Having transferred the prison to the Murate, it was decided in 1859 the restoration of the complex protracted until 1865 and under the direction of Francesco Mazzei, who restored the ancient appearance and tried to recover or redo ex novo the architectural ornaments and entrusting the pictorial decorations of the rooms to Gaetano Bianchi who was inspired by monuments of the same era.

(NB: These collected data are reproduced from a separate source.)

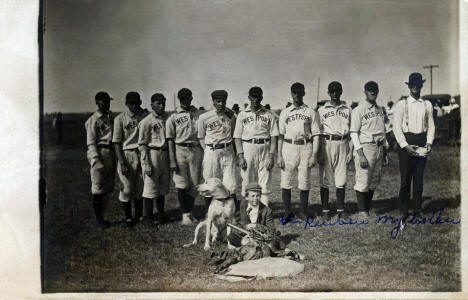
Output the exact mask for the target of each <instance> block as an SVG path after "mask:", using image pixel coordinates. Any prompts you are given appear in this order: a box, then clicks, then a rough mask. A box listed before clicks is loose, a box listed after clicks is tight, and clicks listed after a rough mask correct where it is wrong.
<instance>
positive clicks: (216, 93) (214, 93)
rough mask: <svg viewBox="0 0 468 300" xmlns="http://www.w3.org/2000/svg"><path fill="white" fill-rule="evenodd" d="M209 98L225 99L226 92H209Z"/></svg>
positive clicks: (213, 91)
mask: <svg viewBox="0 0 468 300" xmlns="http://www.w3.org/2000/svg"><path fill="white" fill-rule="evenodd" d="M211 98H212V99H213V100H214V99H227V92H226V91H225V90H216V91H213V93H211Z"/></svg>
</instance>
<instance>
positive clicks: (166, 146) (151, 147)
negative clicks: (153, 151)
mask: <svg viewBox="0 0 468 300" xmlns="http://www.w3.org/2000/svg"><path fill="white" fill-rule="evenodd" d="M148 148H149V149H150V150H157V151H167V146H162V147H158V146H149V147H148Z"/></svg>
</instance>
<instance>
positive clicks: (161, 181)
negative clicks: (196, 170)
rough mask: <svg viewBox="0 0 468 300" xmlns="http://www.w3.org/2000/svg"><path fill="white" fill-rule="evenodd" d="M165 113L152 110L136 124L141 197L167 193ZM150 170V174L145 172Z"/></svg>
mask: <svg viewBox="0 0 468 300" xmlns="http://www.w3.org/2000/svg"><path fill="white" fill-rule="evenodd" d="M167 117H168V115H167V113H165V112H164V113H163V114H162V115H159V114H156V113H155V112H154V111H152V112H151V113H150V114H148V116H146V118H144V119H143V120H141V122H140V124H139V125H138V126H139V128H138V131H139V135H138V148H139V150H140V153H141V167H142V171H143V181H144V186H143V197H144V198H149V199H153V198H156V197H158V196H161V195H167V194H168V193H169V186H170V172H169V153H168V147H167V143H166V120H167ZM148 169H149V170H151V171H152V172H151V176H148V175H146V174H145V171H146V170H148Z"/></svg>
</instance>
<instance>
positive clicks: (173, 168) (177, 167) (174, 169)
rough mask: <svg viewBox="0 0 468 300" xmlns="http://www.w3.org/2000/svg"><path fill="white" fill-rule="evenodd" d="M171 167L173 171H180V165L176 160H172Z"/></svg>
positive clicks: (170, 167) (178, 171) (171, 168)
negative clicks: (172, 161) (178, 163)
mask: <svg viewBox="0 0 468 300" xmlns="http://www.w3.org/2000/svg"><path fill="white" fill-rule="evenodd" d="M169 169H170V170H171V171H172V172H175V173H179V166H178V165H177V163H176V162H171V163H170V164H169Z"/></svg>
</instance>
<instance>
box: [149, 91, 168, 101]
mask: <svg viewBox="0 0 468 300" xmlns="http://www.w3.org/2000/svg"><path fill="white" fill-rule="evenodd" d="M160 100H162V101H166V97H164V95H163V94H161V93H156V94H154V95H153V96H151V103H152V102H155V101H160Z"/></svg>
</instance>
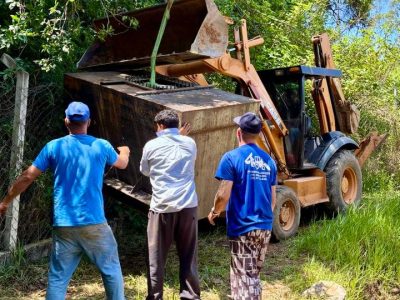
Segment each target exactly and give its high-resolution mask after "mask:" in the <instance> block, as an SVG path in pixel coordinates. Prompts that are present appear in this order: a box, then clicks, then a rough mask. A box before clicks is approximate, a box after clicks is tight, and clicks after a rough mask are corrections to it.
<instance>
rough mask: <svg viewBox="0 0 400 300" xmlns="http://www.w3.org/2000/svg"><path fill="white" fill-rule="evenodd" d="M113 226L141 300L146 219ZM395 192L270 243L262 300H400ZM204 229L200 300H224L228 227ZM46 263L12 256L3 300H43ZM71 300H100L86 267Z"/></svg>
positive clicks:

In 1865 the National Museum was inaugurated on the ground floor two rooms of arms were set up, with objects coming partly from the Medici armory and partly from the Guardaroba of the Palazzo Vecchio, and a room of sculpture of the fifteenth-fifteenth century. In the hall on the second floor, sculptures from the Salone dei Cinquecento in the Palazzo Vecchio, which in the meantime had become the seat of the Italian Parliament, found their place.
La Specola Museum
“La Specola,” on Via Romana in Florence, is one of the locations of the Museum of Natural History of the University of Florence and is the heir to the oldest scientific museum in Europe to be open to the public[1]. Notably, this very building (Palazzo Torrigiani, formerly Bini) housed the core of the collections when the Royal Museum of Physics and Natural History was established in 1775, while today, after the separation of the collections, it houses two distinct collections: the zoological one with examples of animals preserved mainly by stuffing, and the anatomical one, with wax models dating mostly from the 18th century. The Specola's name refers to the observatory that Grand Duke Peter Leopold installed in the torrino, where the meteorological station of Florence's Museo La Specola was also located.